2 «Не шумите, афиняне!» — постоянно вынужден был просить членов суда Сократ.
3 «…Философия — непосредственно бесполезное знание, — говорил М. Хайдеггер в лекциях 1937 г. — Наши размышления о смысле правильности и истинности ничего не дают для правильного преодоления хозяйственных трудностей, для правильного здравоохранения народа, не дают ничего также ни для правильного повышения скорости авиамоторов, ни для правильного улучшения радиоприемников, ни для правильного планирования школьного преподавания <...> Более того: так как она спрашивает лишь о существе истинного, а не определяет само истинное, она не сможет разрешить вопрос о решающем истинном». — Heidegger M. Grundfragen der Philosophie. Aus gewählte “Probleme” der “Logik”. // Heidegger M. Gesamtausgabe. II Abt. Bd. 45. Frankfurt am Main. 1992. S. 30.
4 «Мир <...> нельзя увидеть как раз по той причине, по которой кажется, что его всего проще увидеть: потому что он целое <...> Все становится целым не потому, что досчитано до конца, как художественное произведение приобретает цельность не тогда, когда включило, наконец, изображения и людей, и животных, и минералов <...> Можно было бы сказать, что мир существует по способу художественного произведения, полнота которого ощущается, но не вычисляется». Бибихин В. В. Мир. Томск. 1995. С. 13.
5 Гегель Г. Наука логики. Введение. // Гегель Г. Соч. Т. V. М. 1937. С. 28. (пер. Б. Г. Столпнера).
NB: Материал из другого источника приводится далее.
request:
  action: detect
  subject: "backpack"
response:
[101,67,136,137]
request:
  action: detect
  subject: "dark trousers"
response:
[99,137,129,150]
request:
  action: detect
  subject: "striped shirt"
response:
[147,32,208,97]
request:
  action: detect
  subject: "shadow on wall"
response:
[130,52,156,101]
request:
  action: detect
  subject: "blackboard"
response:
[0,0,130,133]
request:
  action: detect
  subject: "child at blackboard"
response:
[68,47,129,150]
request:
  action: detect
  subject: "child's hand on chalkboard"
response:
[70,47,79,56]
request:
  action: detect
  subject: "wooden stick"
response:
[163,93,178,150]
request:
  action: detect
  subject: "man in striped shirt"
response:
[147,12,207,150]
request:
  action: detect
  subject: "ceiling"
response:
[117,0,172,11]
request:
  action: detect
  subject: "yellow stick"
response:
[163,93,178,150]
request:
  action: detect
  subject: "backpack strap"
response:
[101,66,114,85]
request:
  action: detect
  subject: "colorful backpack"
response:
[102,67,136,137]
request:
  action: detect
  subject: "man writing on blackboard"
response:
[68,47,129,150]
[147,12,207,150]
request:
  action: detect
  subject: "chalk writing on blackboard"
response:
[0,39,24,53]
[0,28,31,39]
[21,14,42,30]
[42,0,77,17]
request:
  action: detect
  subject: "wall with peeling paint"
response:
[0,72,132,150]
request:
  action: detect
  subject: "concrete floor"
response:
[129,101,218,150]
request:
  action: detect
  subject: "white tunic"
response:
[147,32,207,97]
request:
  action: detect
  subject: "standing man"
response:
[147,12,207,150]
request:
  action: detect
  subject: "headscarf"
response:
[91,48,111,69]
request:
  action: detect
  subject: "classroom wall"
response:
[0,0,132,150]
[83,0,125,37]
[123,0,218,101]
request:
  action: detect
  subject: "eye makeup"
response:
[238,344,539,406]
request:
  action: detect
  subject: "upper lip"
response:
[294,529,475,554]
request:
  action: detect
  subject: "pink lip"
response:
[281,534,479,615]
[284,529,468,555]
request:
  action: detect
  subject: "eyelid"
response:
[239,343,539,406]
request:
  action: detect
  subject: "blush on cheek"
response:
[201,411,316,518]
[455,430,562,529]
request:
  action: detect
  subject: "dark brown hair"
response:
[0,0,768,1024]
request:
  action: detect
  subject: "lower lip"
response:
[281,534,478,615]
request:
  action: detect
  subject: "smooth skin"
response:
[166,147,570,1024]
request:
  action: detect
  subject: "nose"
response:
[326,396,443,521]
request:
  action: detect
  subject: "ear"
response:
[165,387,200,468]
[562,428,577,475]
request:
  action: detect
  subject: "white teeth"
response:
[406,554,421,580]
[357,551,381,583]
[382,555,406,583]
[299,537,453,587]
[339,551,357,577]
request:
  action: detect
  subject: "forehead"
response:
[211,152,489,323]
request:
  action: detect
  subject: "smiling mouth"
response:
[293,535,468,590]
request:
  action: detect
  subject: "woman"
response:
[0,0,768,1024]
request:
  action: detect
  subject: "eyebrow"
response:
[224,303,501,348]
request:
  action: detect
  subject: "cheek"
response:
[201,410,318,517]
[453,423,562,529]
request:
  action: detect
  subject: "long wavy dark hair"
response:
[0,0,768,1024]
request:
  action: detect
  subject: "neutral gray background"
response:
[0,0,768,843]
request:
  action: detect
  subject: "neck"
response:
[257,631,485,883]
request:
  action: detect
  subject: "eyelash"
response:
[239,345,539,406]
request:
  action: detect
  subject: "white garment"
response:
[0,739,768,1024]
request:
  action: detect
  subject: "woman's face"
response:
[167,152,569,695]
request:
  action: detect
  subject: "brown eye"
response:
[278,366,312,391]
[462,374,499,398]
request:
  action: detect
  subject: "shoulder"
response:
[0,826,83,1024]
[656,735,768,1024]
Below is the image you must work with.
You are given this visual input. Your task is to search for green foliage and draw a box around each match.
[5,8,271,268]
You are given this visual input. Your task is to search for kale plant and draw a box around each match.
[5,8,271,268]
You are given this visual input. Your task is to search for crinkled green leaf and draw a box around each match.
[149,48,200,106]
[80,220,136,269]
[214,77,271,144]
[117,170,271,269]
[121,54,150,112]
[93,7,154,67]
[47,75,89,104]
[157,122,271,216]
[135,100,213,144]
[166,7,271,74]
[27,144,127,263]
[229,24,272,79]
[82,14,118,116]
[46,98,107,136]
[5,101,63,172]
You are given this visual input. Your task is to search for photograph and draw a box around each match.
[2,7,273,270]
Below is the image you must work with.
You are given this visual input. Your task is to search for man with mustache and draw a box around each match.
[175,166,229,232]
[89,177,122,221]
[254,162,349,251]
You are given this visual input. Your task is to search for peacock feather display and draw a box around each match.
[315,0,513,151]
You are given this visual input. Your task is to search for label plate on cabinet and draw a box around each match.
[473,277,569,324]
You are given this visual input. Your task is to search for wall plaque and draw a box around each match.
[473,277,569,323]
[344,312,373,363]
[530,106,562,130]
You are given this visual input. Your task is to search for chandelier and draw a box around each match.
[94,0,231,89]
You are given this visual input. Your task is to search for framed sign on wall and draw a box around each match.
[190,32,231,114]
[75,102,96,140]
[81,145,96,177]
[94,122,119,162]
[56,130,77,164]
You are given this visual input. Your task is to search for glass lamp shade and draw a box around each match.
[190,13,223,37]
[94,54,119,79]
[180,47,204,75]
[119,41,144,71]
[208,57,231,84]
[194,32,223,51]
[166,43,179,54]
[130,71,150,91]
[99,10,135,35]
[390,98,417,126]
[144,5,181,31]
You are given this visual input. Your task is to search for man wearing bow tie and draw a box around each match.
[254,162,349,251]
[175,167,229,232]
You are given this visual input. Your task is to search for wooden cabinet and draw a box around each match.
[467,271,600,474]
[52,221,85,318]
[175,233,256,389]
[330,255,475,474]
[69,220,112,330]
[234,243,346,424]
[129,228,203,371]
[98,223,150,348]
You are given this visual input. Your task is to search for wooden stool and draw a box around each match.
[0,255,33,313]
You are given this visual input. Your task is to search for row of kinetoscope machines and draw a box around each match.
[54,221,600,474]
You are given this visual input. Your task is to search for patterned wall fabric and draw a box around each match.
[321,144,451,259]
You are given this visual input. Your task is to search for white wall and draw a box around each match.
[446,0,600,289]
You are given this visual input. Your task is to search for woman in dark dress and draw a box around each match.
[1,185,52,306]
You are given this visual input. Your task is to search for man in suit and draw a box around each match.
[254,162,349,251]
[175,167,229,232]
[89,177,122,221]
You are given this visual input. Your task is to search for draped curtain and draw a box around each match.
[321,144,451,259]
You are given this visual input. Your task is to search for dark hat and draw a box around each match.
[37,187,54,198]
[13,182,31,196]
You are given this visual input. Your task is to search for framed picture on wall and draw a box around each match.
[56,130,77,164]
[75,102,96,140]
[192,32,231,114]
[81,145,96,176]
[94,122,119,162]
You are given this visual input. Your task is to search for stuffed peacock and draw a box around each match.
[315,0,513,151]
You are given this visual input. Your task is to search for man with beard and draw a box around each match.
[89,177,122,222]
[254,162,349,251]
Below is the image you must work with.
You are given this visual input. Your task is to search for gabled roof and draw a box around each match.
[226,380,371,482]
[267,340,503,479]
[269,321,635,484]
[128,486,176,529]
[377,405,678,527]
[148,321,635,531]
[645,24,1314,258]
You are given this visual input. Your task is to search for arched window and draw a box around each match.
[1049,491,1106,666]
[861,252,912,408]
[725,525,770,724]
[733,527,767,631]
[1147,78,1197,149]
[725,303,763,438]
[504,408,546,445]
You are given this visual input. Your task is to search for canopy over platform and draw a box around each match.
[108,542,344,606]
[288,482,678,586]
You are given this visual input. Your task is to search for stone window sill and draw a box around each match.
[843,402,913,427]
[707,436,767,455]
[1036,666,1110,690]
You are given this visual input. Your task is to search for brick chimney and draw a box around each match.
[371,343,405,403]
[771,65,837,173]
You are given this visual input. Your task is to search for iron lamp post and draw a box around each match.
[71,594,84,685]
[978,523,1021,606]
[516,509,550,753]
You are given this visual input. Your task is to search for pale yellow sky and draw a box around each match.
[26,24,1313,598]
6 Подобным делом занимается и Декарт в «Трактате о свете» («Отрешитесь на некоторое время от этого мира, чтобы взглянуть на новый, который я хочу одновременно с этим создать в воображаемых пространствах». — Декарт Р. Избранные произведения. М. 1950. С. 193), и Н. Кузанский в «Ученом незнании», и Платон в «Тимее», а если присмотреться, то и каждый философ, задавшийся вопросом: как может быть то, что безусловно есть?